I’m motivated to get back to normal. Financially, we’re suffering because of this. Physical therapy has helped with balance / motion sensitivity. I still have room to improve.

Next up is a neuropsych eval in October. I may also go to a eye specialist to get a sense if my eyes and brain are working together effectively.

I’ve made personal goals to read and write each day. Mornings are best for that. I get drained by the afternoon. Writing my thoughts like this has helped processing my experience. I also hope that it is exercising and restrengthening my brain some. Who knows. Writing is easier than speaking. While it’s always been that way for me, like the other symptoms, it just worsened. I pause more when speaking, getting lost in what I was saying or not being able to think of the words I want to use. Once I’m stuck, the other symptoms swoop in and make it worse. I get frustrated, embarrassed and I judge myself negatively for not being able to come up with words as quickly when I speak. Writing is just easier. The words flow. Guess those brain bits are still working nicely, thankfully. I’ll take what I can get.

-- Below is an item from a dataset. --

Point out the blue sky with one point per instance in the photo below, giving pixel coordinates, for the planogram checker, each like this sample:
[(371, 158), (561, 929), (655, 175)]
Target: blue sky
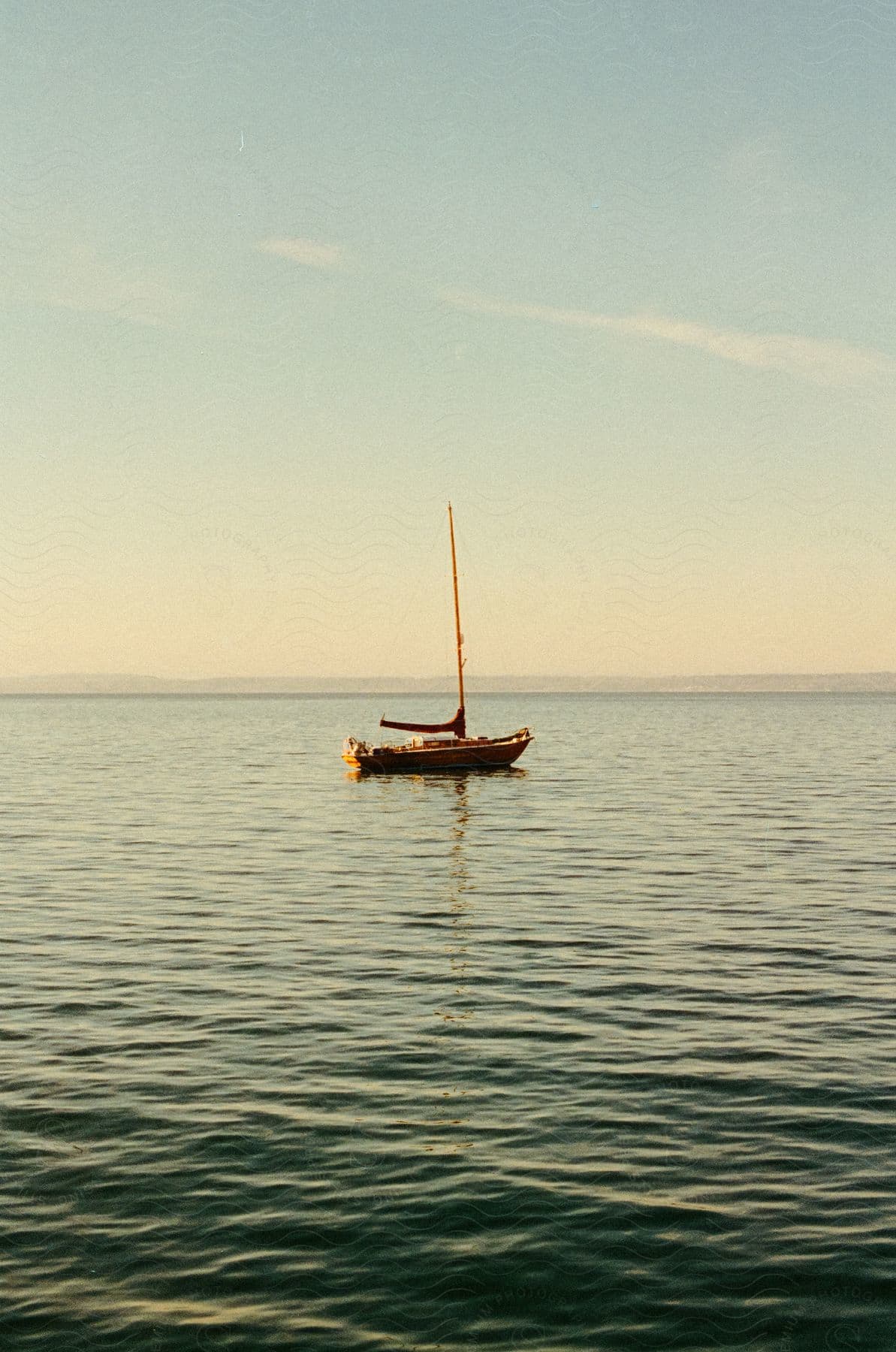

My goal is to crank out a few hundred to a couple thousand words per day. For those counting, we’re at 1280 words as of now. It took two sessions to complete this. I wrote the first 2/3 in the first session.

I’ve also introduced faster paced music while reading and writing. The first few days, I could handle it for a little while, but then it became a distraction, so I put it back on Relaxation / Spa music. Today, I have the 80’s goin’, and it has been fine. No distractions at all. Any pauses in writing have been natural, expected pauses. Time to crank out more words!